Evaluation of patients with symptoms suggestive of an acute myocardial infarction (AMI) and a nondiagnostic electrocardiogram can be difficult. A variety of specific myocardial markers, including creatine kinase (CK-MB [mass]), troponin T and myoglobin, have been used to increase diagnostic accuracy. The value of most studies assessing the appropriate use of these markers has been diminished by small or inappropriate populations. Jernberg and colleagues compared the early diagnostic performance of new biochemical markers to evaluate their role in accurately appraising patients with chest pain and a non-diagnostic electrocardiogram.
Patients with chest pain or other symptoms suggestive of an acute myocardial infarction who were admitted to the coronary care unit of a university hospital were included in the study. Of the 738 patients, 237 (32 percent) had normal electrocardiograms on admission, 251 (34 percent) had ST-segment depressions and 250 (34 percent) had other pathologic electrocardiographic results. A diagnosis of acute myocardial infarction required one of the following features: (1) pathologic Q waves developing in at least two leads; (2) symptoms suggestive of acute myocardial infarction or nondiagnostic electrocardiographic changes, and typically elevated plasma levels of biochemical markers with a CK-MB level of at least 10 ng per mL (10 μg per L); or (3) signs of acute myocardial infarction at autopsy. Plasma samples were analyzed on admission and after three, six and 12 hours for CK-MB, with troponin T at three hours and myoglobin at 12 hours. For each tested marker, the upper reference level provided by the laboratory was used as a cutoff value to discriminate between acute myocardial infarction and no acute myocardial infarction.

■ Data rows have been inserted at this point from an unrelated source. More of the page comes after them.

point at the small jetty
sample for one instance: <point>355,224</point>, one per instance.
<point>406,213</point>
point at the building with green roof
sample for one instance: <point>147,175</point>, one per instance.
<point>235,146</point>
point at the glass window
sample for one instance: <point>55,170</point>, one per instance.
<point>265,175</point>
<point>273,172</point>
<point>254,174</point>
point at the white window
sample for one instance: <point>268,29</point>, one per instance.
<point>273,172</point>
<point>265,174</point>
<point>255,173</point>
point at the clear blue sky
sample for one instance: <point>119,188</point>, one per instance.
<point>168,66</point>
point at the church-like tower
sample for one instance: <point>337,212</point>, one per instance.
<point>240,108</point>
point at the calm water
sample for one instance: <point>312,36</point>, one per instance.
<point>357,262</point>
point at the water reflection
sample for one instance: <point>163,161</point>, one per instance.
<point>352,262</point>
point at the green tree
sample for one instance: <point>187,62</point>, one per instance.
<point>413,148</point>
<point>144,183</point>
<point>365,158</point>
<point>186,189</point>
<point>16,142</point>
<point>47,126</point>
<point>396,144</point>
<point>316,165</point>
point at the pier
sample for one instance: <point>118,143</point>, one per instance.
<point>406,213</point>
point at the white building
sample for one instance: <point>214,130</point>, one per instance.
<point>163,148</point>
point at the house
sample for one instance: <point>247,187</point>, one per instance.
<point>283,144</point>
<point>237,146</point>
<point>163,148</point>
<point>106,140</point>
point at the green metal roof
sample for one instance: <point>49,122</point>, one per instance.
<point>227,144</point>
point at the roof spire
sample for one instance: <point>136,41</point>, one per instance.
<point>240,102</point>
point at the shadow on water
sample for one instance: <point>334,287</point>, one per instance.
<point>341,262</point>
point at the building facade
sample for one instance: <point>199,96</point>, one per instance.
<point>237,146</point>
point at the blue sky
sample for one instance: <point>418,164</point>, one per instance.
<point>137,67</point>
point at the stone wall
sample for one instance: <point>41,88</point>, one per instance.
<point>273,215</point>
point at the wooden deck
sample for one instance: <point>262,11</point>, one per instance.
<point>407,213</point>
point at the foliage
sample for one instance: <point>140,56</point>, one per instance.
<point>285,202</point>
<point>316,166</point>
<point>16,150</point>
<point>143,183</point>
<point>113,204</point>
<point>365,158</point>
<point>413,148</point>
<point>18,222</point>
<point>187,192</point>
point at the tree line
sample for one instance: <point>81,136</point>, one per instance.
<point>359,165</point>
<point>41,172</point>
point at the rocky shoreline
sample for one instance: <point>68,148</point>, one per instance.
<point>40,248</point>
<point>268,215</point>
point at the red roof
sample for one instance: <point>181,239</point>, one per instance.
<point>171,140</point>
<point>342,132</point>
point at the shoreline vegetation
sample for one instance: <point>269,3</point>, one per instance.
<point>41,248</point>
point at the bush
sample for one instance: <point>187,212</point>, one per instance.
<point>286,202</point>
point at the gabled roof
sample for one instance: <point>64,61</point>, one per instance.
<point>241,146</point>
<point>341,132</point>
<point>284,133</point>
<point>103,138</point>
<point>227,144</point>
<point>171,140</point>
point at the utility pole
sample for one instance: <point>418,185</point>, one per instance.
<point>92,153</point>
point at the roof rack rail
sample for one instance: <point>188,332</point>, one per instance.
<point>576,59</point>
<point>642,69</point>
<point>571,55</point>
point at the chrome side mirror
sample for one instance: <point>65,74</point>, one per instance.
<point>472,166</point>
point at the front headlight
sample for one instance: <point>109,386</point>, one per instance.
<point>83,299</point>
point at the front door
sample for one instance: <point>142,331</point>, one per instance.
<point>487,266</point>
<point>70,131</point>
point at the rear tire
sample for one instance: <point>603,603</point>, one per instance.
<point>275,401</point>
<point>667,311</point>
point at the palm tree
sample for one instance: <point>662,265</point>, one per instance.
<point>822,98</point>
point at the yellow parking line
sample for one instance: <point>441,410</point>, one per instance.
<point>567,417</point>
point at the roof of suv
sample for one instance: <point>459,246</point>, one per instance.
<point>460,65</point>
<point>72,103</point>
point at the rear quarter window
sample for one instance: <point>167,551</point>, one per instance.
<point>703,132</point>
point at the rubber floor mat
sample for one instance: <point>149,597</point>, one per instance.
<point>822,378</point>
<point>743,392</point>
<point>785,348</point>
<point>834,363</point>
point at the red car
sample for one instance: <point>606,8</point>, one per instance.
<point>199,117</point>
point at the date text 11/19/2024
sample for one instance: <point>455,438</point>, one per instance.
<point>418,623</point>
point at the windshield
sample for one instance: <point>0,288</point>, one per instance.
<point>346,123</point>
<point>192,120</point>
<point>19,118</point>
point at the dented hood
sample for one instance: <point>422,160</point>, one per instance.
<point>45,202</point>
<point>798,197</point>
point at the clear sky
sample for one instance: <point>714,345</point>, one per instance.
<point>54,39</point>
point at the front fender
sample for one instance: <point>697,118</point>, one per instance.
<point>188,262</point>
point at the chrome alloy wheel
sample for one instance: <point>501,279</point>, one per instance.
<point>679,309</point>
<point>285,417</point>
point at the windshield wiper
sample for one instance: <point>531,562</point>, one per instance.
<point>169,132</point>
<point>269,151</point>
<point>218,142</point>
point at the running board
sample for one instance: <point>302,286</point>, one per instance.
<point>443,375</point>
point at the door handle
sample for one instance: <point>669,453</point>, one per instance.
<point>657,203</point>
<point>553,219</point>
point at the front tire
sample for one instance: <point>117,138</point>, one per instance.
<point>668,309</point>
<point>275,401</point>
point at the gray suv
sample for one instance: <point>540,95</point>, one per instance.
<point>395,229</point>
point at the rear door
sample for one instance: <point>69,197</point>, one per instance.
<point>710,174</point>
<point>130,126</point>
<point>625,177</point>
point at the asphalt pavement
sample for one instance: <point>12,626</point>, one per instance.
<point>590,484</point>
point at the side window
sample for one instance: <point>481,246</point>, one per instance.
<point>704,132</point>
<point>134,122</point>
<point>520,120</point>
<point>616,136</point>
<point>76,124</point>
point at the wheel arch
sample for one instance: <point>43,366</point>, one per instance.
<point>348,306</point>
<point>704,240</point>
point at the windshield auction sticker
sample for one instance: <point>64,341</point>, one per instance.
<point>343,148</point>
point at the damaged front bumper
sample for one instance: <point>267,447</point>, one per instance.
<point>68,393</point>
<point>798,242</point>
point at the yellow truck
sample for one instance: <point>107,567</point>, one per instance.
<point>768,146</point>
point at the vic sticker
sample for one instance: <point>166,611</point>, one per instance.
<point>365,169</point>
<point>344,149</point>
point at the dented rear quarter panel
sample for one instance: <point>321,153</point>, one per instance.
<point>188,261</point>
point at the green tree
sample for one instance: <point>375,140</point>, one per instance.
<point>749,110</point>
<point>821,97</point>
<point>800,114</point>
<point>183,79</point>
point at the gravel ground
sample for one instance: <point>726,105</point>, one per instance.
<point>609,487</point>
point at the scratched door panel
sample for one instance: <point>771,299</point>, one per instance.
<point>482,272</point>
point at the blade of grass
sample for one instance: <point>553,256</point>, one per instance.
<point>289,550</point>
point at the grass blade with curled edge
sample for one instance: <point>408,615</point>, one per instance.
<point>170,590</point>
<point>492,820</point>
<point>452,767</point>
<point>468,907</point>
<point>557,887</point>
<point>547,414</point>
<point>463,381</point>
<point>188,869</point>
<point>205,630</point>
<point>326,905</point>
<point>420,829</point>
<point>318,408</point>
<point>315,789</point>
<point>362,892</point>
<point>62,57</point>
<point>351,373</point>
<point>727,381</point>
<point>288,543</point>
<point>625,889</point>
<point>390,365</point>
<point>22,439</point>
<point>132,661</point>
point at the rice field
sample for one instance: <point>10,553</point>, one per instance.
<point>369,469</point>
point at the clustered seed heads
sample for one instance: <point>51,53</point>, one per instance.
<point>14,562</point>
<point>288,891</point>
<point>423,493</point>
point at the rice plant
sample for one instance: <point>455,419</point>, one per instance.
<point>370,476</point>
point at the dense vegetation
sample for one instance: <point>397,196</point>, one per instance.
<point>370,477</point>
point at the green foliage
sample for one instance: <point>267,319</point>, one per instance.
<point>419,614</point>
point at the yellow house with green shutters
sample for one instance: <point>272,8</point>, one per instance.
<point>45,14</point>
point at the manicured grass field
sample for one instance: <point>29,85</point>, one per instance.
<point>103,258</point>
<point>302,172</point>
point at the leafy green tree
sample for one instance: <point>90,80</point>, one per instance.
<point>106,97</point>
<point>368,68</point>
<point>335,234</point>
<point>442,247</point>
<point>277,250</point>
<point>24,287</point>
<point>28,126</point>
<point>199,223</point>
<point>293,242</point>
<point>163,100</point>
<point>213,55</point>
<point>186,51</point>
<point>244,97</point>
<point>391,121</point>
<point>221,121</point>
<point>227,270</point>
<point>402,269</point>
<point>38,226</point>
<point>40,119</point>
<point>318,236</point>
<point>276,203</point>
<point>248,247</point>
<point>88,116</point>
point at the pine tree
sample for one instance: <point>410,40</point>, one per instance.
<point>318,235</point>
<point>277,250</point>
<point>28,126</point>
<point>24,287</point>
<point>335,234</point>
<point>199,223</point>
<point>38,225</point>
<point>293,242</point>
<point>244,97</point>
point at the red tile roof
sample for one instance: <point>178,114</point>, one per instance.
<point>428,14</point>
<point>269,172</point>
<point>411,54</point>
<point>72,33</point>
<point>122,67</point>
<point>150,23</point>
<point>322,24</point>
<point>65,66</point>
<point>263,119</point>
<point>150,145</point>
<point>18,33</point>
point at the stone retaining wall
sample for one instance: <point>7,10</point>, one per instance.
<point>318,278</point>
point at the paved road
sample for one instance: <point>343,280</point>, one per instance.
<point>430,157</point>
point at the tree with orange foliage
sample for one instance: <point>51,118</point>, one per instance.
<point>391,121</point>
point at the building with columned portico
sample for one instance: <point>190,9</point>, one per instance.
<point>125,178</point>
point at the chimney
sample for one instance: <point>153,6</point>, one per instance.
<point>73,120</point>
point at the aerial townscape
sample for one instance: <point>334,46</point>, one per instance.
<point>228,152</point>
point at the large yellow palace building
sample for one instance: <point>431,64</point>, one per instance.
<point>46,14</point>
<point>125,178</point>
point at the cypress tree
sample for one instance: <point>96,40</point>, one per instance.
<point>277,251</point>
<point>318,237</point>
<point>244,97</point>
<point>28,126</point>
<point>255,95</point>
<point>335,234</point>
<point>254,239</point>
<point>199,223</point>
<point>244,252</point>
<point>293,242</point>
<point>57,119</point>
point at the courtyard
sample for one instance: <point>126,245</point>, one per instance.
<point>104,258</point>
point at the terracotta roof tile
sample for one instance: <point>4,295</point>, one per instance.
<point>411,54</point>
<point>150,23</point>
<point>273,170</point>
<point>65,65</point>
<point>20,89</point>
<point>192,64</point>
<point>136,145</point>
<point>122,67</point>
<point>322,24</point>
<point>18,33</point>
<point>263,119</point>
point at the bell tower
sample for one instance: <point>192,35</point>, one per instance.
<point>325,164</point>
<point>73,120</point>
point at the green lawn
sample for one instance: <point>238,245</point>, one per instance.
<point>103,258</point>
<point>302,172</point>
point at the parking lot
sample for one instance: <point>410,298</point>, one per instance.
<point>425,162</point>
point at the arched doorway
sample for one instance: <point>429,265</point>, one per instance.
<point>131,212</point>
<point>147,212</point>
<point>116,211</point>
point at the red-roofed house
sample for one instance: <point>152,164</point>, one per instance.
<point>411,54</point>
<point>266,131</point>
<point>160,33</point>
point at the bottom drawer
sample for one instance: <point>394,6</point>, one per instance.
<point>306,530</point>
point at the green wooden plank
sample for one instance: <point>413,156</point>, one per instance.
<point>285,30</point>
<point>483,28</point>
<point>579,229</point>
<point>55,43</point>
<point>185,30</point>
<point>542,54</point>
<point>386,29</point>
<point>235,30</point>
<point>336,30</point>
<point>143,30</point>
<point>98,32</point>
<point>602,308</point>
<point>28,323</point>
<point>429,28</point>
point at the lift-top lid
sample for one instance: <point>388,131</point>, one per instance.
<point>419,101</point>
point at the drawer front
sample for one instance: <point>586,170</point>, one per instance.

On admission, CK-MB and myoglobin were equally sensitive, while troponin T had a significantly lower sensitivity. At six hours after admission, CK-MB was significantly better than myoglobin in terms of sensitivity and specificity. The CK-MB demonstrated a high sensitivity with a negative predictive value of 99.8 percent at 6 hours after admission, whereas the specificity decreased, resulting in a positive predictive value of 64 percent. To confirm acute myocardial infarction with a higher specificity while maintaining a high sensitivity, the combination of CK-MB and troponin T showed the best diagnostic performance. The myoglobin level, generally acknowledged to increase before CK-MB in acute myocardial infarction, did not add value when obtained with the CK-MB in some patients with small acute myocardial infarction and early peak values because of its fast clearance.
The authors conclude that by using a combination of CK-MB and troponin T levels, it is possible to correctly confirm acute myocardial infarction in 98 percent of patients at six hours after admission, and this combination would be useful in evaluating patients with chest pain and a nondiagnostic electrocardiogram.
editor's note: Identifying acute myocardial infarction in patients with a normal electrocardiogram requires biochemical testing. Ebell and colleagues performed a systematic review of data on the accuracy of troponin T and I values for the diagnosis of acute myocardial infarction. The researchers noted that the sensitivity of these troponin markers increases from 10 to 45 percent within one hour of the onset of chest pain to more than 90 percent at eight or more hours. Specificity declines from 87 to 80 percent from one to 12 hours after the onset of chest pain for troponin T and is approximately 95 percent for troponin I. These results demonstrate that troponin levels are particularly useful for ruling out acute myocardial infarction at eight or more hours after onset of chest pain. The combination of CK-MB and troponin levels obtained in a serial manner, ideally three measurements within a 16-hour period, is best to accurately determine the presence or absence of an acute myocardial infarction when diagnostic electrocardiogram changes are absent.—r.s.